L’aube s’approchait, les monstres s’étaient enfuis. Les rares survivants dont nous faisions partie regardèrent le pied de l’arbre avec dégoût et horreur. Je ne me souviens plus si j’avais vomis, probablement, mais je me souviens que d’autre l’ont fait, plusieurs fois. Les monstres avaient déchiquetés plusieurs victimes et pour une raison incompréhensible, avaient posés les membres ensanglantés au pied de l’arbre où ils formaient un décorum étrange, morbide et à la signification que je cherche encore à comprendre aujourd’hui. Nous étions tous les quatre côte à côte, le regard fixe, triste, sévère et colérique. Des mots furent prononcés, des mots scellant le destin de quatre jeunes hommes, destinés à venger la mort de personnes aimés, à trouver l’origine d’un massacre aussi incompréhensible et à s’assurer qu’aucune autre famille, aucun autre village n’ait à subir ça. Une partie de moi savait alors quelle route j’allais prendre pour m’y préparer, pavée d’une curiosité dévorante et d’un besoin de comprendre l’incompréhensible.

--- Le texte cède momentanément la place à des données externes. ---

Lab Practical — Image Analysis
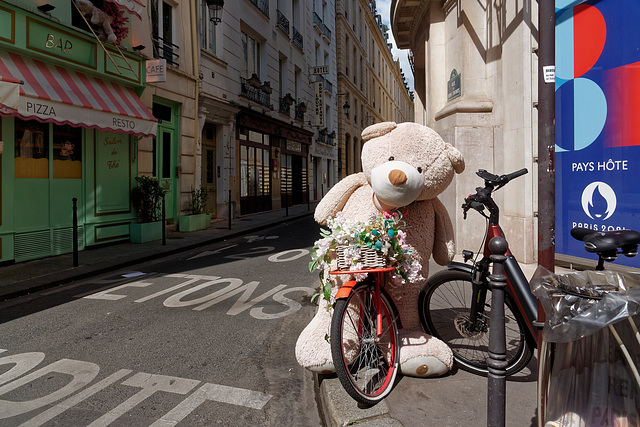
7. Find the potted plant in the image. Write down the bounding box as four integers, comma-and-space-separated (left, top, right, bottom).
178, 185, 211, 231
129, 176, 164, 243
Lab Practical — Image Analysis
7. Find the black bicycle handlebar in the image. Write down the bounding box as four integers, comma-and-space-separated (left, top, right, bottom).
462, 168, 529, 219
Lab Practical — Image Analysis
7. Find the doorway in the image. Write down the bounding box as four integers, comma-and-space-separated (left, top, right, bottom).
200, 124, 217, 218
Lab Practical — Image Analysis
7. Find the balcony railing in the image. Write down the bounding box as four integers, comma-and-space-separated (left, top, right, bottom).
276, 10, 289, 35
293, 27, 304, 50
240, 77, 273, 110
278, 98, 291, 115
153, 37, 180, 66
322, 24, 331, 40
251, 0, 269, 18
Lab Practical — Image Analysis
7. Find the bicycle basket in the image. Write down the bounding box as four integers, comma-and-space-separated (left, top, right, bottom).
336, 245, 387, 270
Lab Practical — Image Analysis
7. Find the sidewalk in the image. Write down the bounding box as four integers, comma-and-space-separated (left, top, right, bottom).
0, 204, 560, 427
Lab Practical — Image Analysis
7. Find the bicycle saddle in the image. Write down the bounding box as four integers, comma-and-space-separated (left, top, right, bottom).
571, 227, 640, 258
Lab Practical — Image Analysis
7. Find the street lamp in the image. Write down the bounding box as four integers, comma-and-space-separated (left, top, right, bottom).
206, 0, 224, 25
337, 93, 351, 117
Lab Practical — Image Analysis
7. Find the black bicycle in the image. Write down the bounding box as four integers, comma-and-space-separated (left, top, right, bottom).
418, 169, 640, 375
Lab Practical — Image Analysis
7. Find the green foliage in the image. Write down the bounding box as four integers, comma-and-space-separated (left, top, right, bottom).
131, 176, 164, 222
191, 185, 209, 215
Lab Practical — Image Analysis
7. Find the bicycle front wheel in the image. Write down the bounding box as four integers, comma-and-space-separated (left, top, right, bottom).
331, 282, 398, 405
418, 270, 533, 376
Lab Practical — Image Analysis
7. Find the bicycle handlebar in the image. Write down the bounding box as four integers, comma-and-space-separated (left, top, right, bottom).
462, 168, 529, 219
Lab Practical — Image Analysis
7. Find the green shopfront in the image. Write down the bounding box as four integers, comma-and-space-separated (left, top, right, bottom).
0, 3, 157, 263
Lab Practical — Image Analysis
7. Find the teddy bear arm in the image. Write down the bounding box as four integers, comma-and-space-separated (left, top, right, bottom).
314, 172, 367, 225
433, 199, 455, 265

“Dex, sale raclure ! Tu pensais quand même pas m’échapper !”
Je me retourne, surpris, pensant avoir à faire à l’un de mes compagnons pour vite prendre conscience que la voix m’est certes familière, mais pas comme je l'espérais. Face à moi se trouve un homme à la forte corpulence et aux habits sobres mais riches, entourée d’une bande de trois malandrins à l’air récemment embauchée pour un quelconque méfait que je soupçonnais être cogner très fort sur ma personne, si je devais m’engager sur le terrain des suppositions.

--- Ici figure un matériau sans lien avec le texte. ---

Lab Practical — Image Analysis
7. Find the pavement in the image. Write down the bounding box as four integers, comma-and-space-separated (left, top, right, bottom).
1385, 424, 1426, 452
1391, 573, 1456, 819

“Marcus ! Que me vaut le plaisir ? Fâché pour le livre ? Je vais te le rendre tu sais, pour un ouvrage supposé unique et ancien, je n’y ai guère trouvé le bonheur escompté.”

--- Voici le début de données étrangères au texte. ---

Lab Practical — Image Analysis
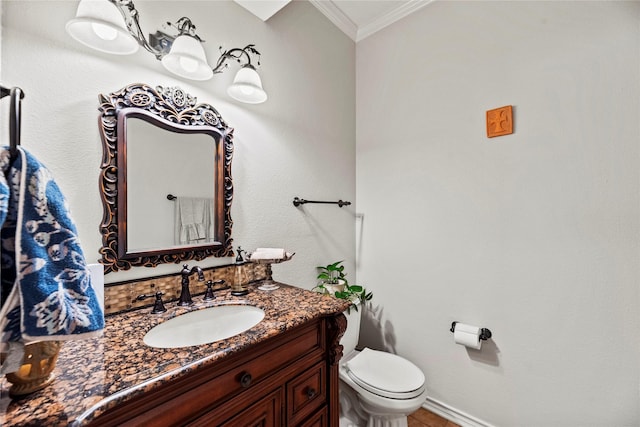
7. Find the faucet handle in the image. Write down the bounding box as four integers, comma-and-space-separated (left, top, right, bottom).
203, 279, 228, 301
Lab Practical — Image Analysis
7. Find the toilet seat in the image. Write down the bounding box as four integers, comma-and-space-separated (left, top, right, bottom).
343, 348, 425, 400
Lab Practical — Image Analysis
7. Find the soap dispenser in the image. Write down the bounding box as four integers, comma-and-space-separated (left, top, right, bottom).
231, 246, 249, 296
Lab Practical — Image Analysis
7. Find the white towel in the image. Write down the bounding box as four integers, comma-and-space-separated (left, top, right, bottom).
250, 248, 287, 260
174, 197, 215, 245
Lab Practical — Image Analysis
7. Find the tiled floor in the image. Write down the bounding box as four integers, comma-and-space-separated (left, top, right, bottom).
408, 408, 460, 427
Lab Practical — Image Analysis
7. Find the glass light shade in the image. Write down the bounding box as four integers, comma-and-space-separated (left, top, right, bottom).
162, 35, 213, 80
66, 0, 139, 55
227, 65, 267, 104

Fouillant dans ma sacoche, j’en sors un vieil ouvrage poussiéreux qui de fait, ne m’avait guère apporté de réponses. Après avoir suivi le mentorat d’un ancien professeur de collège bardique, je m’étais engagé à trouver le plus de savoir possible sur cette race particulière de Lycans, ce qui m’avait amené très récemment sur la piste d’un ouvrage unique, propriété d’un commerçant voulant se faire passer pour le collectionneur cultivé qu’il n’était clairement pas. Le susnommé marchant s’empourpre à mes paroles et avant de le laisser hurler les choses auxquels je m’attends, je l’interromps.
“C’est navrant toute cette histoire. Si tu n’avais pas fais ta fine gueule en m’autorisant à la consulter comme je le souhaitais, je ne me serais pas trouvé contraint de te l’emprunter. Sois honnête avec toi même un peu ! Tu ne l’utilisais pas, dis toi qu’il est passé dans des mains plus à même d’en apprécier sa valeur intrinsèque.
_ QUE … QUOI ! Maudis soit-tu ! Je me contrefous de ce livre ! Tu as couché avec ma femme espèce d’ordure !!!! POURQUOI !!!!!
_ Ha, ça … Disons que tu ne l’utilisais pas beaucoup non plus, donc plus ou moins les mêmes raisons en fait. J’imagine que c’est elle qui t’as dit où me trouver. Je parle décidément beaucoup trop sur l’oreiller moi.”
C’est étonnant le corps humain, il peut prendre des couleurs tellement inattendues. Je n’imaginais en tout cas pas voir un jour quelqu’un dépasser le rouge colère pour atteindre un nouveau palier virant vers le pourpre prune.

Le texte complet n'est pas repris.